# Oven



## rommel (May 10, 2005)

Anyone retro fitted an oven to their Hymer, any info welcome ie type ,ease of fitting, where to locate it ect.


----------



## smick (Jun 1, 2005)

Which Hymer - where kitchen ?

Our 640 has a SMEV oven retro- fitted below sink in rear kitchen. Gas is easy because there is already a hob within 2 feet, to provide a feed, and there is a large enough area of cabinet work to accommodate the oven. Suspect that most models with have a standard fitting position, either in the kichen, or sometimes in the top or bottom of the wardrobe. Try looking on web at internal pictures of vans for sale at Deepcar/Hymer UK/Oak Tree Motorhomes/Hambilton Engineering - you can usually work out where the common position is.

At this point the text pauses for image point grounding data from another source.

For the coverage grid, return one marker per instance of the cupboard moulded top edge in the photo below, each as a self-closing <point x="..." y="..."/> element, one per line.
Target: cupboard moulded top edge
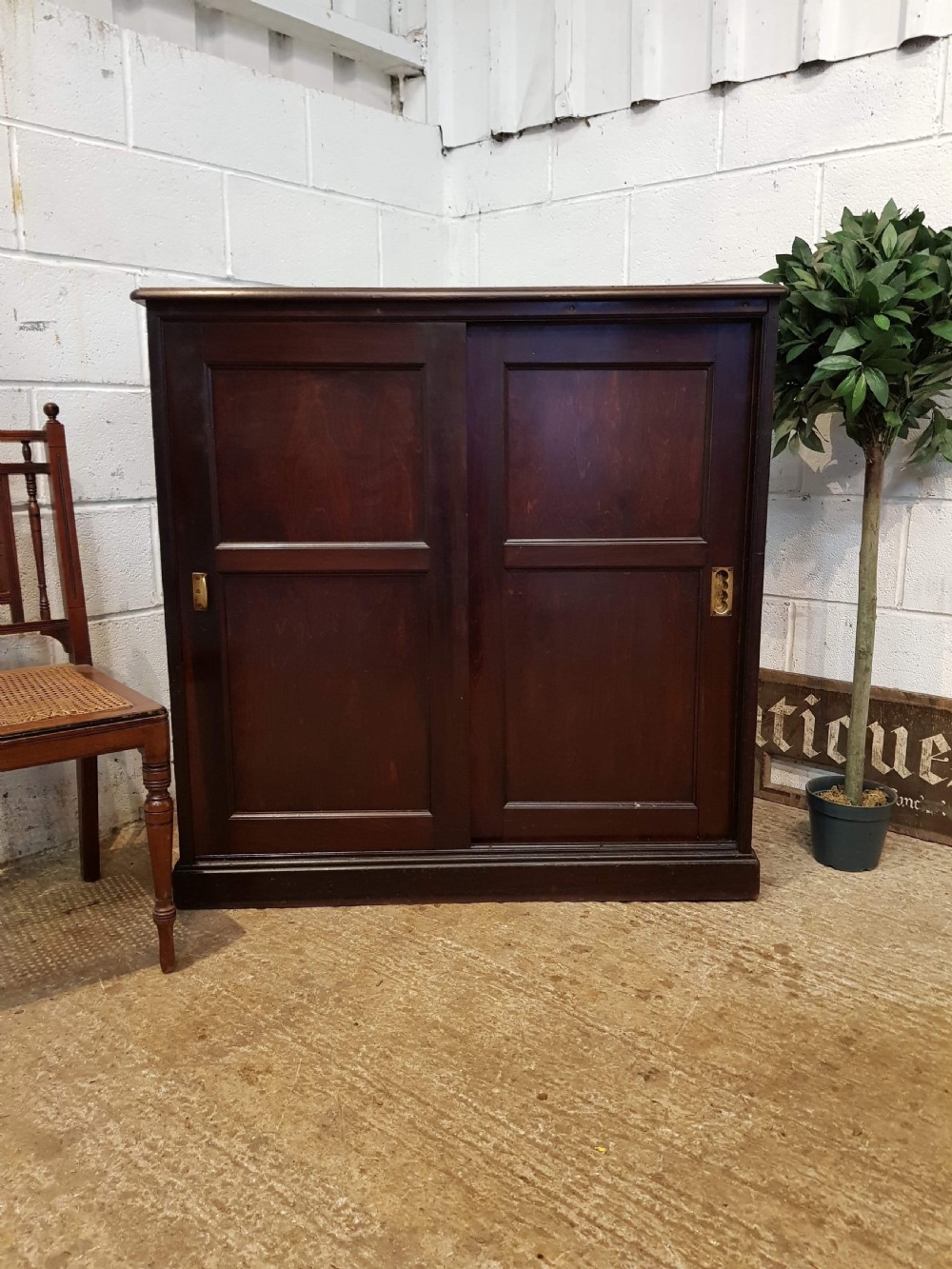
<point x="470" y="300"/>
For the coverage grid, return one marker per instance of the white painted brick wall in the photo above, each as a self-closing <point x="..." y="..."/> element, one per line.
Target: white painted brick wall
<point x="715" y="186"/>
<point x="61" y="69"/>
<point x="845" y="106"/>
<point x="8" y="217"/>
<point x="323" y="241"/>
<point x="68" y="324"/>
<point x="137" y="161"/>
<point x="110" y="203"/>
<point x="559" y="244"/>
<point x="357" y="149"/>
<point x="194" y="106"/>
<point x="644" y="146"/>
<point x="725" y="226"/>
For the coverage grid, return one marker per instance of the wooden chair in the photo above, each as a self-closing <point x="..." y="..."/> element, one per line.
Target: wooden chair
<point x="63" y="712"/>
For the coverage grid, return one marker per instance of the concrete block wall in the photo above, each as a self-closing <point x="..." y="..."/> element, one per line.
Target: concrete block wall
<point x="708" y="188"/>
<point x="125" y="161"/>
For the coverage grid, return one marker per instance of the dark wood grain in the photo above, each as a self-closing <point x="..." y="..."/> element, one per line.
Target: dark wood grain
<point x="319" y="454"/>
<point x="459" y="549"/>
<point x="316" y="476"/>
<point x="605" y="452"/>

Ease of fitting, I suspect depends on how good you are with your hands. As a joiner, I make a good butcher, so I tend to leave it to someone who knows what they're doing !!

Smick


----------



## Sundial (May 11, 2005)

*re fitting of oven*

We have just had a Smev oven/grill fitted by Peter Hambilton to our 1990 B694. We are thrilled to bits with it and used it every day over Christmas when we were in Brittany. 
We decided to have it positioned to the right of the fridge, taking out one place on the bench seat. We now have a two seat bench with an armrest along the side of the oven. We used the table top which was under the bed (for use if it was a lounge version) and it looks as if it was fitted when new - great.

Hope this helps with your decision. We found we could not manage without it.

Sundial


----------